Methods of torque measurement in drive train technology

Torque is an important mechanical quantity in many applications. Measuring torque precisely, in particular on rotating parts, places high demands on test bench manufacturers and users. There are two different approaches to determining torque: the direct and the indirect method.

Direct method

The torque signal is determined through direct torque measurement in the drive train. Normally, torque flanges are used for contactless measurement, for example, the T12 digital torque transducer or T40B from HBM. The direct method of torque measurement offers many technological advantages. The flange technology developed by HBM is characterized by an extremely short design and enables easy integration of high-quality torque transducers into test benches.

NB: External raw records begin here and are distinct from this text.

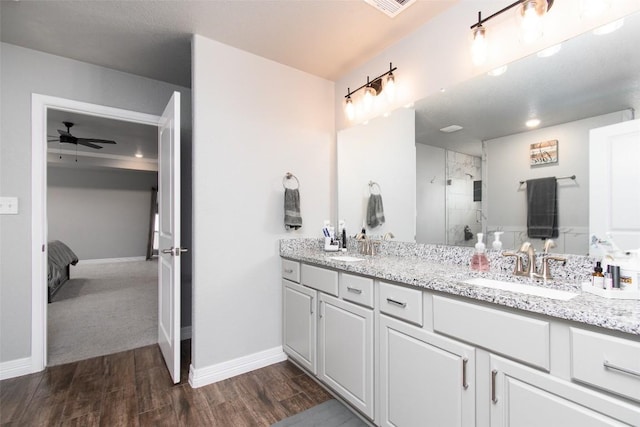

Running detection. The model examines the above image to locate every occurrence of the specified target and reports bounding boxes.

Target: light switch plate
[0,197,18,215]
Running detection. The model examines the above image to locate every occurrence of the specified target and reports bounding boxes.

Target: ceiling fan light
[471,25,488,66]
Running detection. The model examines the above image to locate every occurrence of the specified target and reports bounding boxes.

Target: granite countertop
[280,239,640,335]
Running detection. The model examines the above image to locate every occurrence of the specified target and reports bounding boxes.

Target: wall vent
[364,0,416,18]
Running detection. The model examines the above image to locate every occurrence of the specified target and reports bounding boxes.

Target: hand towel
[367,194,384,228]
[284,188,302,230]
[527,177,559,239]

Further advantages include higher measurement accuracy and the possibility to measure higher rotational speed.

Indirect method

Torque is indirectly determined through measurement of the electric motor's power at the converter in the drive train. Torque can be calculated together with a rotational speed measurement. Modern test and measurement equipment makes it easy to determine electric power and rotational speed in electric machines. However, relatively large errors and thus measurement uncertainties may be caused when calculating torque, since the power loss and the machine's operating states are also used in the calculation. Calibration is also very difficult. The reaction forcemeasurement method is used for indirect determination of torque. The force applied to the end of the lever arm is measured using a force transducer. Torque is determined indirectly through measurement of certain auxiliaryquantities in the drive train. This includes all methods involving measurement either of the strain resulting from shaft torsion on its surface or of the shaft's torsion angle. In both cases, torque is then calculated using the determined auxiliary quantity.

Drawbacks of the indirect method

 

Torque measurement using a force transducer

 

Determining torque through reaction torque measurement using a force transducer - e.g. a self-aligning brake (see Fig. 1) - requires complicated mechanics. Interference effects such as variations in the self-aligning brake over time or expansion of the lever arm resulting from temperature variations need to be taken into account; otherwise they may cause measurement errors. Furthermore, this method is not suitable for dynamic tests because of the large masses involved, since they virtually act as a "mechanical low pass" (see Fig. 2).

 

Determination via auxiliary quantities

 

When determining the measurand torque using auxiliary quantities, for example, strain and torsion angle, it is essential to allow for individual errors resulting from diameter and input shaft length tolerances or from a measurement error in the torsion angle. In addition, errors resulting from lacking or limited temperature compensation need to be taken into account when applying these measurement methods.